The SOUNDEX function computes the Soundex encoding of a string. Soundex is a phonetic algorithm that encodes English words into codes representing their pronunciation, so words with similar pronunciation will have the same encoding.

Encoding rule: Returns a 4-character code consisting of one uppercase letter followed by three digits (e.g., S530).

Syntax

SOUNDEX(<expr>)

Parameters

ParameterDescription
<expr>The string to compute Soundex encoding for (only supports ASCII characters).

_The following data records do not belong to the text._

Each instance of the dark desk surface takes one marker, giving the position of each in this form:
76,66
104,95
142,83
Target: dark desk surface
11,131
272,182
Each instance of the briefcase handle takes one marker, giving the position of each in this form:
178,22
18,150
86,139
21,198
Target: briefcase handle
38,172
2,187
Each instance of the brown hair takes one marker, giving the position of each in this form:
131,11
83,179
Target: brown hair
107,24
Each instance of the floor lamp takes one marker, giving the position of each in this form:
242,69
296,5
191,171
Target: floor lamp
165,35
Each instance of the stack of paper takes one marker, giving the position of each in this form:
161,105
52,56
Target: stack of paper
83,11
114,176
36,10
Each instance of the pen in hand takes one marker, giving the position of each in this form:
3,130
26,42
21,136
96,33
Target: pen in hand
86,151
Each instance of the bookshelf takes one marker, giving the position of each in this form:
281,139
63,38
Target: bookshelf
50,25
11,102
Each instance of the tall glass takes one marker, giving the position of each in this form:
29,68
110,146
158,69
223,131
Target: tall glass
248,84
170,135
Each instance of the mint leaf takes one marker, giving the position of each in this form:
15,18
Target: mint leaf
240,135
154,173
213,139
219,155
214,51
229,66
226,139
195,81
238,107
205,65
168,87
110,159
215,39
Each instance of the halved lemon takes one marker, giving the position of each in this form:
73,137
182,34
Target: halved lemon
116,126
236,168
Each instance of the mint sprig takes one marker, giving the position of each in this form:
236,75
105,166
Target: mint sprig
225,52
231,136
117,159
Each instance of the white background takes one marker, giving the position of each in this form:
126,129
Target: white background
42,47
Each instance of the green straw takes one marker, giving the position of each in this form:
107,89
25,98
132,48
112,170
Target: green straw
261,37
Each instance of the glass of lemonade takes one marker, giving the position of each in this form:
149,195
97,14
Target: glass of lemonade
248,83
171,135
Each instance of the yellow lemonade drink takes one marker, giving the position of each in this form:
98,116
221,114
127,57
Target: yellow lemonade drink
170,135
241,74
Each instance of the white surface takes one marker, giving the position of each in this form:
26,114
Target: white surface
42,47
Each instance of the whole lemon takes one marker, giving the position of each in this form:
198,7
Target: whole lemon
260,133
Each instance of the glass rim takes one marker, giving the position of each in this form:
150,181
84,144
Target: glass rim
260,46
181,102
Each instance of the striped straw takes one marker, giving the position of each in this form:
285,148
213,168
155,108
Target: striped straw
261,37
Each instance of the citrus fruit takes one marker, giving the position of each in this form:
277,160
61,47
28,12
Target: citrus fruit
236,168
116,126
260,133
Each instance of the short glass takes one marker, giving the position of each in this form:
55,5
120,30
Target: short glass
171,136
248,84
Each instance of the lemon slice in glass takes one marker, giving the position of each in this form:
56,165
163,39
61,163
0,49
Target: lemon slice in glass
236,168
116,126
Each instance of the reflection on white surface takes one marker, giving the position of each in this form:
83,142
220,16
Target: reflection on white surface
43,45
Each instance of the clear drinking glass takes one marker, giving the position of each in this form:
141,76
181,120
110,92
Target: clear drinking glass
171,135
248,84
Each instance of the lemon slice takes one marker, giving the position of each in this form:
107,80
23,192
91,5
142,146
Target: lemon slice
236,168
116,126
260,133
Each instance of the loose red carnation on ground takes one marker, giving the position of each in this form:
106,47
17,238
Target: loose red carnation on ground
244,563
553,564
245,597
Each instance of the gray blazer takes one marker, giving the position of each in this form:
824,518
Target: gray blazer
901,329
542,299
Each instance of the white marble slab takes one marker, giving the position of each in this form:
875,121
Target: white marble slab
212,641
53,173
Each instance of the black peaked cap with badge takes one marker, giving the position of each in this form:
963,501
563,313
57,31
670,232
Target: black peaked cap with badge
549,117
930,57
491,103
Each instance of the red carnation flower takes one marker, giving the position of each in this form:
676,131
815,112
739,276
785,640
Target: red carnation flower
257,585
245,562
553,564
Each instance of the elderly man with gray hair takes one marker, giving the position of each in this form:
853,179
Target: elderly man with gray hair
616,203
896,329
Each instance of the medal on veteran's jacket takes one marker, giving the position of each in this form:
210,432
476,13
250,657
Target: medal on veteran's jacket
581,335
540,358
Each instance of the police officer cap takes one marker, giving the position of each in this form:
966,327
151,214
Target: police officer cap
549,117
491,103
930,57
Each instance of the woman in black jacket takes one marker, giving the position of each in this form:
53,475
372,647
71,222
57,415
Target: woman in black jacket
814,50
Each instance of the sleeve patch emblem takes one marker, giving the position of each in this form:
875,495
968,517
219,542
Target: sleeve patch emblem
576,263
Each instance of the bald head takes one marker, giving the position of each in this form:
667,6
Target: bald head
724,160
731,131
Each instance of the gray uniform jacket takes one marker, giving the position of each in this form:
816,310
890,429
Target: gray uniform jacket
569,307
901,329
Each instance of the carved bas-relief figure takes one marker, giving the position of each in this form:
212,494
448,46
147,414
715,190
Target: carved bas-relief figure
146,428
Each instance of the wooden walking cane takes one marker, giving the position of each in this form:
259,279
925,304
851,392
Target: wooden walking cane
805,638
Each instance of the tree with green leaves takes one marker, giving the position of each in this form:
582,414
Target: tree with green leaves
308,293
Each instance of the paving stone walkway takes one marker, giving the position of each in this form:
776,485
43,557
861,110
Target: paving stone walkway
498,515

Type: VARCHAR

Return Value

Returns VARCHAR(4) type, representing the Soundex encoding of the string.

Special cases:

  • If the argument is NULL, returns NULL
  • If the string is empty or contains no letters, returns an empty string
  • Only processes ASCII letters, ignoring other characters
  • Non-ASCII characters will cause the function to throw an error

Examples

  1. Basic usage: word encoding
SELECT soundex('Doris');
+------------------+
| soundex('Doris') |
+------------------+
| D620 |
+------------------+
  1. Words with similar pronunciation have the same encoding
SELECT soundex('Smith'), soundex('Smyth');
+------------------+------------------+
| soundex('Smith') | soundex('Smyth') |
+------------------+------------------+
| S530 | S530 |
+------------------+------------------+
  1. Empty string processing
SELECT soundex('');
+-------------+
| soundex('') |
+-------------+
| |
+-------------+
  1. NULL value handling
SELECT soundex(NULL);
+---------------+
| soundex(NULL) |
+---------------+
| NULL |
+---------------+
  1. Empty string returns empty string
SELECT soundex('');
+-------------+
| soundex('') |
+-------------+
| |
+-------------+
  1. Non-letter characters only return empty string
SELECT soundex('123@*%');
+-------------------+
| soundex('123@*%') |
+-------------------+
| |
+-------------------+
  1. Ignoring non-letter characters
SELECT soundex('R@b-e123rt'), soundex('Robert');
+-----------------------+-------------------+
| soundex('R@b-e123rt') | soundex('Robert') |
+-----------------------+-------------------+
| R163 | R163 |
+-----------------------+-------------------+
  1. Non-ASCII characters only error example
SELECT soundex('你好');  
ERROR 1105 (HY000): errCode = 2, detailMessage = Not Supported: Not Supported: soundex only supports ASCII, but got: 你
SELECT soundex('Apache Doris 你好');
+--------------------------------+
| soundex('Apache Doris 你好') |
+--------------------------------+
| A123 |
+--------------------------------+

Keywords

SOUNDEX